I've created a script using python implementing rotation of proxies within it to fetch correct response from some links. This function get_proxy_list()
produces proxies from a source. However, I've hardcoded 5 proxies within that function for brevity.
Now, you can see there are two more functions validate_proxies()
and fetch_response()
. This function validate_proxies()
filters out working proxies from the list of crude proxies generated by get_proxy_list()
.
Finally, this function fetch_response()
uses those working proxies to fetch correct response from the list of urls I've.
I don't know whether this function validate_proxies()
should be of any use at all because I can use those crude proxies directly within fetch_response()

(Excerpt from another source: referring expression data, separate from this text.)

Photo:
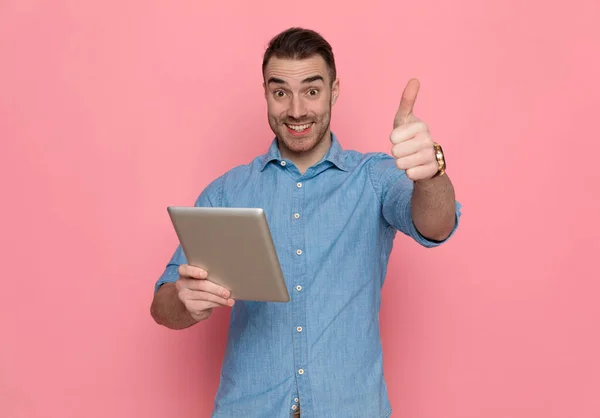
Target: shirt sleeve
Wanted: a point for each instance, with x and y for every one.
(210, 197)
(394, 189)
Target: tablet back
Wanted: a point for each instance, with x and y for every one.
(235, 247)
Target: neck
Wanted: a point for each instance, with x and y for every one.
(303, 160)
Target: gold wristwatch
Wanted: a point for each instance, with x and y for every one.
(439, 156)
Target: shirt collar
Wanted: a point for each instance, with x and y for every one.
(335, 154)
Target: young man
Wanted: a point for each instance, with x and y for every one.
(333, 215)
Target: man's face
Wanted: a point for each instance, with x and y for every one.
(299, 100)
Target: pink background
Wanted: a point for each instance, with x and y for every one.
(110, 111)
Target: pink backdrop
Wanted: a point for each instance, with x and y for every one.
(110, 111)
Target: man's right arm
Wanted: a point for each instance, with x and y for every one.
(190, 299)
(168, 310)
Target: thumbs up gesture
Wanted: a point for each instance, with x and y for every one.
(412, 146)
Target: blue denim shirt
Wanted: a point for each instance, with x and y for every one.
(333, 229)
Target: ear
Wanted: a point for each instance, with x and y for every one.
(335, 91)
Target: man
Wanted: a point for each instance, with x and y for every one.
(333, 215)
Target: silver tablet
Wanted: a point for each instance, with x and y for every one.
(235, 247)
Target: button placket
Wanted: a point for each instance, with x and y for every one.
(299, 303)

. Moreover, most of the free proxies are short-lived, so by the time I try to filter out those crude proxies, the working proxies are already dead. However, the script runs very slowly even when it finds and uses working proxies.
I've tried with:
import random
import requests
from bs4 import BeautifulSoup
validation_link = 'https://icanhazip.com/'
target_links = [
'https://stackoverflow.com/questions/tagged/web-scraping',
'https://stackoverflow.com/questions/tagged/vba',
'https://stackoverflow.com/questions/tagged/java'
]
working_proxies = []
headers = {
'User-Agent': 'Mozilla/5.0 (Windows NT 6.1) AppleWebKit/537.36 (KHTML, like Gecko) Chrome/88.0.4324.150 Safari/537.36'
}
def get_proxy_list():
proxy_list = ['198.24.171.26:8001','187.130.139.197:8080','159.197.128.8:3128','119.28.56.116:808','85.15.152.39:3128']
return proxy_list
def validate_proxies(proxies,link):
proxy_url = proxies.pop(random.randrange(len(proxies)))
while True:
proxy = {'https': f'http://{proxy_url}'}
try:
res = requests.get(link,proxies=proxy,headers=headers,timeout=5)
assert res.status_code==200
working_proxies.append(proxy_url)
if not proxies: break
proxy_url = proxies.pop(random.randrange(len(proxies)))
except Exception as e:
print("error raised as:",str(e))
if not proxies: break
proxy_url = proxies.pop(random.randrange(len(proxies)))
return working_proxies
def fetch_response(proxies,url):
proxy_url = proxies.pop(random.randrange(len(proxies)))
while True:
proxy = {'https': f'http://{proxy_url}'}
try:
resp = requests.get(url, proxies=proxy, headers=headers, timeout=7)
assert resp.status_code==200
return resp
except Exception as e:
print("error thrown as:",str(e))
if not proxies: return
proxy_url = proxies.pop(random.randrange(len(proxies)))
if __name__ == '__main__':
proxies = get_proxy_list()
working_proxy_list = validate_proxies(proxies,validation_link)
print("working proxy list:",working_proxy_list)
for target_link in target_links:
print(fetch_response(working_proxy_list,target_link))
Question: what is the right way to use rotation of proxies within a script in order to make the execution faster?